Terça, 03 de Agosto de 2021 07:17
45 99954 3000
Geral Reflexões

É possível forçar a cooperação no ambiente de trabalho?

Cooperar vai muito além de entregar tarefas em dia

14/06/2021 11h58 Atualizada há 2 meses
674
Por: Caroline Derschner Fonte: Lendo a Vida
É possível forçar a cooperação no ambiente de trabalho?

Observando minha colônia de Jataís, abelhas nativas sem ferrão, lembro de quantas vezes as abelhas serviram de exemplo para os humanos quando o assunto é cooperação. Olhando esses bichinhos não é difícil perceber como essa cooperação acontece  — e, aliás, é realmente o que mais salta aos olhos quando fazemos essa observação do ponto de vista material: tarefas sendo feitas, resultados sendo entregues, tudo funcionando bem ajustado, cada um no seu lugar e êxito completo no final: missão cumprida.

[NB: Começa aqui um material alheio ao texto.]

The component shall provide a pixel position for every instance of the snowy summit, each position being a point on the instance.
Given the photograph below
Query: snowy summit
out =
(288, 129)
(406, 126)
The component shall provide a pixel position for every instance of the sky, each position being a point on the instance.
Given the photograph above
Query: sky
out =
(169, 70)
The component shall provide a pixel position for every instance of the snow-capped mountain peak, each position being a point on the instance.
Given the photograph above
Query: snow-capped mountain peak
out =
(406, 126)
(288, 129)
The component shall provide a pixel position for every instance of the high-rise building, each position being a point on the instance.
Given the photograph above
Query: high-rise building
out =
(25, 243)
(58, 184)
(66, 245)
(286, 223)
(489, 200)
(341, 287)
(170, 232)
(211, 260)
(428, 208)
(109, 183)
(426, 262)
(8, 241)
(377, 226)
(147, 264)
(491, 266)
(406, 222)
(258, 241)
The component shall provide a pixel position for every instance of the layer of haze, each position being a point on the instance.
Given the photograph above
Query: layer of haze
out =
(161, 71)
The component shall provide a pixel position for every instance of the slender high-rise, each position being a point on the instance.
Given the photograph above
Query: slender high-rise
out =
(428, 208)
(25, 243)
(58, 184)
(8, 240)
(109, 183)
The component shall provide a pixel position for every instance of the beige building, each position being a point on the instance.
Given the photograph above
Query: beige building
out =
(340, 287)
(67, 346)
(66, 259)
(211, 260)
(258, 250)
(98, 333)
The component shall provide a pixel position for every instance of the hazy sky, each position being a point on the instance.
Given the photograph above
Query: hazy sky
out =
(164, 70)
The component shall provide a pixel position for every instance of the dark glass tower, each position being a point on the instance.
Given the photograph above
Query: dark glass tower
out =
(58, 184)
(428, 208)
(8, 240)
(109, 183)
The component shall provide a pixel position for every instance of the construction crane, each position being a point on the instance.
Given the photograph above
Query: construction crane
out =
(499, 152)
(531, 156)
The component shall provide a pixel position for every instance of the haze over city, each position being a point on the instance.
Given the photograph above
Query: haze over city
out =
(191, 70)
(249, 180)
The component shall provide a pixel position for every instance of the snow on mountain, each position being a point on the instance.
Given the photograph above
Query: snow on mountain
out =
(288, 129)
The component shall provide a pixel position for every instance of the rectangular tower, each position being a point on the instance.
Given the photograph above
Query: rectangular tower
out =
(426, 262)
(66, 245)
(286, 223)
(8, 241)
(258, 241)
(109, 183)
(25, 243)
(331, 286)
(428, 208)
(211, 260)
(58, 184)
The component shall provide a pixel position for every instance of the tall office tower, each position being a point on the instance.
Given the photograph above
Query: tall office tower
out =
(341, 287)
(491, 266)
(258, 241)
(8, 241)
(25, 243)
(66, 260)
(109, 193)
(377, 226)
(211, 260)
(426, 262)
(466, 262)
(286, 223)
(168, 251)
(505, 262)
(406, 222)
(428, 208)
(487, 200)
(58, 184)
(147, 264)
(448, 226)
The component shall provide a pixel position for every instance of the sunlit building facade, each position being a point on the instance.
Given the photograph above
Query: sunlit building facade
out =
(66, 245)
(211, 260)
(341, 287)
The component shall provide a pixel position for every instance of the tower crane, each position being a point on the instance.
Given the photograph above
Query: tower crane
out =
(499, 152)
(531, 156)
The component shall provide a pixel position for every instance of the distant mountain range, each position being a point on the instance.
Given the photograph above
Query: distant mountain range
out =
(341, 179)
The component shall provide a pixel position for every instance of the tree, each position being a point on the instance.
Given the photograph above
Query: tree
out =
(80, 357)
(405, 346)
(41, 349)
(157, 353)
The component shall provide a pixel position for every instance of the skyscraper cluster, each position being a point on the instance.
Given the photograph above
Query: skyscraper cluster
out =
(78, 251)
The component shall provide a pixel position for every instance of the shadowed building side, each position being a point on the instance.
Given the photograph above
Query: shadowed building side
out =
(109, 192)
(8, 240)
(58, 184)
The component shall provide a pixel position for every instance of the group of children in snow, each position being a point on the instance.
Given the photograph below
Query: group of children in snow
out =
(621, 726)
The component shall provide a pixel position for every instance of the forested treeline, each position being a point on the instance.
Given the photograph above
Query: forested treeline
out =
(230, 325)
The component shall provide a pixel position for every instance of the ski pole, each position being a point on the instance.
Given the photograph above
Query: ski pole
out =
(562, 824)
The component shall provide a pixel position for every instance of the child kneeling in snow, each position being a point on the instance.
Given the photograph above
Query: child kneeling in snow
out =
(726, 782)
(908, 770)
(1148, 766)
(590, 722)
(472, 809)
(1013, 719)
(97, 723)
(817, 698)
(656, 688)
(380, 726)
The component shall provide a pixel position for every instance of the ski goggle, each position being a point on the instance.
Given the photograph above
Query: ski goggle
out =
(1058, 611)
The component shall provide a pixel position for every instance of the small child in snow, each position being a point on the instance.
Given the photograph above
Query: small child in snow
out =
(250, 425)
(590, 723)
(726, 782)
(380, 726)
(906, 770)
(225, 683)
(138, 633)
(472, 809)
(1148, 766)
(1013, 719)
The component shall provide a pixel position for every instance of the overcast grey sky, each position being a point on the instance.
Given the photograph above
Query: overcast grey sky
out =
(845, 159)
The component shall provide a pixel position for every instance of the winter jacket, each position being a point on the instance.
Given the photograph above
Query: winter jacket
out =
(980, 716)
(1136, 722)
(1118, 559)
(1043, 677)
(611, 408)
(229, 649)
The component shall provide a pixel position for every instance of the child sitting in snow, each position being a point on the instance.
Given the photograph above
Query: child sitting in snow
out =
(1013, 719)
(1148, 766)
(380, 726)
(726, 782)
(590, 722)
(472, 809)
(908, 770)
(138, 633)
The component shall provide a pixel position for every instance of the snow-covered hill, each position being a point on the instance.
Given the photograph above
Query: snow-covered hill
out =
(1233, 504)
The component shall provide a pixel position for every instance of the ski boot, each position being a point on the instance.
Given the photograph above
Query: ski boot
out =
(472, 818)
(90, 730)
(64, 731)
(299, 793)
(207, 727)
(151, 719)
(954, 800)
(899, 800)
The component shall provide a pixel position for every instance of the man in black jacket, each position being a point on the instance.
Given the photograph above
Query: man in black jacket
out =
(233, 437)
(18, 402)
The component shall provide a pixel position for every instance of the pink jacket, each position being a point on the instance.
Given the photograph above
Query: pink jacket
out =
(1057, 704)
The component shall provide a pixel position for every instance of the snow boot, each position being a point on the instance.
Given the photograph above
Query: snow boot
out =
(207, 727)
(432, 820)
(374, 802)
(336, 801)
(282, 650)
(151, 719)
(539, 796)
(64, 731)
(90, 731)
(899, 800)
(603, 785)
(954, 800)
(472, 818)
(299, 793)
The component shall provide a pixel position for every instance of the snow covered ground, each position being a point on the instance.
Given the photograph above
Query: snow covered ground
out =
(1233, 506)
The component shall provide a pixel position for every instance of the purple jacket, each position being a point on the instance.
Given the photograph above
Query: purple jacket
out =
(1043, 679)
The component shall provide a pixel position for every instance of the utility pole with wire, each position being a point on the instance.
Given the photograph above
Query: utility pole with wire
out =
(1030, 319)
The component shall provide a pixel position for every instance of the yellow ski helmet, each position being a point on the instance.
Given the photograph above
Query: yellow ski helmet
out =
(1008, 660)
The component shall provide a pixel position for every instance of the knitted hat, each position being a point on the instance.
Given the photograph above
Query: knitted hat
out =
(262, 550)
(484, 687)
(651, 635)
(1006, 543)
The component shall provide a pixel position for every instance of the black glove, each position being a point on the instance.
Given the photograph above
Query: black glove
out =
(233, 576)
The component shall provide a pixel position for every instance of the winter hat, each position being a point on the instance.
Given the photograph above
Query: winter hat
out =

Em um instante, no entanto, sou arremessada em pensamento para outro lugar, bem longe dali: para os muitos processos e dinâmicas de grupos de organizações, empresas e projetos nos quais se versava sobre o mesmo tema: a busca por maior cooperação. 

Não foram poucos os jogos, encontros, rodas de conversa e reuniões extenuantes que presenciei que buscavam trazer a cooperação mais para perto do dia a dia de trabalho das  equipes e grupos. Esforços que, muitas vezes, seguiam a passos lentos, sem que no entanto se soubesse dizer com certeza qual a causa das dificuldades nesse sentido.


Paro por um instante. 

Volto às abelhinhas. Realmente a cooperação é o resultado material visível de seus esforços, mas... que mais há lá que não se pode tocar, medir nem escrutinar? O que exala do bater de suas asas, dos movimentos em sincronia, da diligência e autonomia de cada um destes serzinhos, cujo conjunto a nós parece apenas como mera “cooperação”? A palavra é: harmonia. 

Volto para o dia a dia das empresas. Observo, assustada, quantas vezes assisti a inúteis esforços em prol da cooperação, onde não havia nenhum rastro de harmonia. Onde a vontade individual dos membros do grupo não estava sintonizada nessa frequência e os desejos velados eram mais destrutivos do que construtivos. Veja bem, mesmo que tudo parecesse funcionar de forma cooperativa e todas as tarefas fossem entregues, todas as dinâmicas de grupo cumpridas e toda a cordialidade colocada em prática, ainda sim era nítido: em muitos desses lugares alguma coisa não fluía bem. 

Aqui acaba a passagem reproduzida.